# Thompson Lathe Tool Handles



## Eric_S

Thanks for the review Bob. I saw these just a few days ago in one of my recent winter tool catalogs and was curious about them. I may have to pick these up in the future. How long are they?


----------



## reggiek

Great review….I too favor a heavier handle….gives you alot more stability and is much safer as the handle will not split as easy as the cheap wood ones…I have had one blow and luckliy for me the tool hit he guard on my lathe (gotta love the Powermatic lathes). I also like the ability to add more shot to make them heavier or lighter for balance….I too will look into these…I have been making my own with steel pipe imbedded in wood handles - but it is alot of work and time consuming.


----------



## Big_Bob

Eric:
They come in 12, 16, and 20 inch sizes. I got the 20 inch.


----------



## StumpyNubs

I dunno, I just feel dirty buying handles for lathe tools when i could turn my own on the lathe. Seems wrong… But that's just me, I know others feel differently.


----------



## Big_Bob

Jim:
For spindle turning you could be right. I have found that with a large bowl gouge working with on a large out-of-round bowl blank the greater the mass of the handle the less the turner gets beat-up turning.
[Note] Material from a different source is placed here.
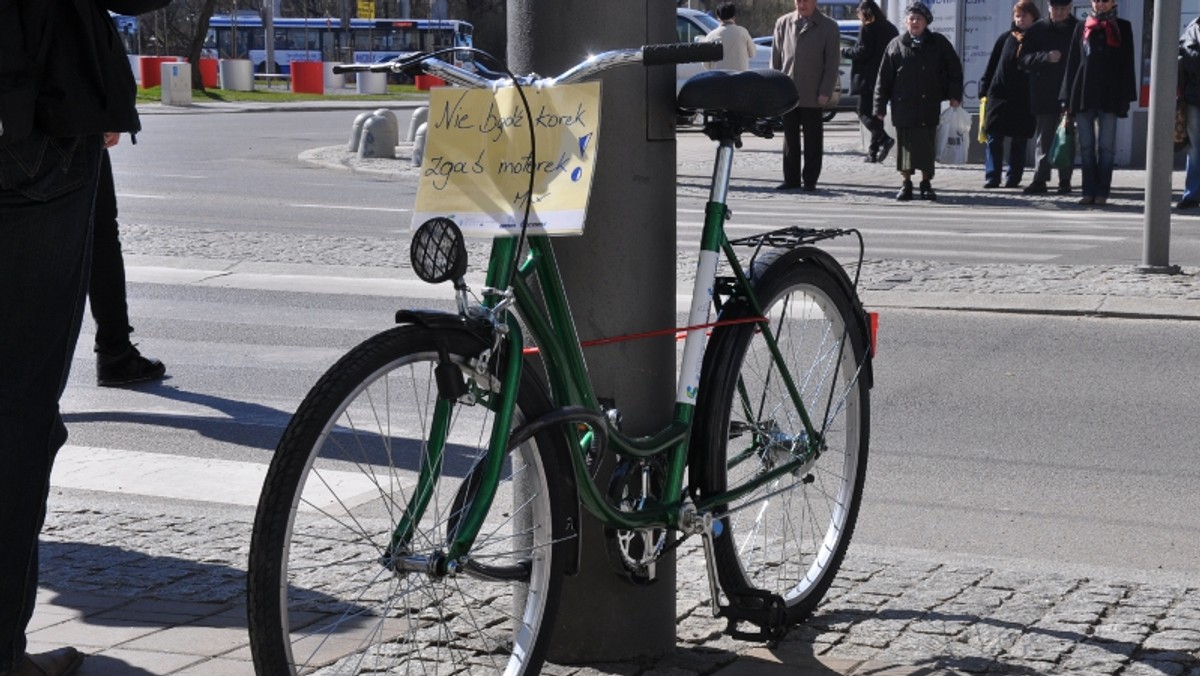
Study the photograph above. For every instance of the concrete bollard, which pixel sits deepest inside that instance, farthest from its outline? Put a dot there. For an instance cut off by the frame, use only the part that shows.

Remember the rule in Physics, Force = Mass x Acceleration. The greater the mass of the tool the less the acceleration on the turner.


----------



## Gerry1942

I have a lot of lathe tools including a Thompson 1/2 inch bowl gouge I bought about 5 months ago. While my Easy Wood Finisher is still my favorite , my Thompson is a very close second. It is a a beautiful work of art itself 
as well as highly functional gouge. It holds an edge better than my other 3 Bowl gouges. The handles contain a fine shot and can be balanced to suit the user.. The price is competitive with other similar two part tools. It comes with your name laser cut in the handle at no extra charge.


----------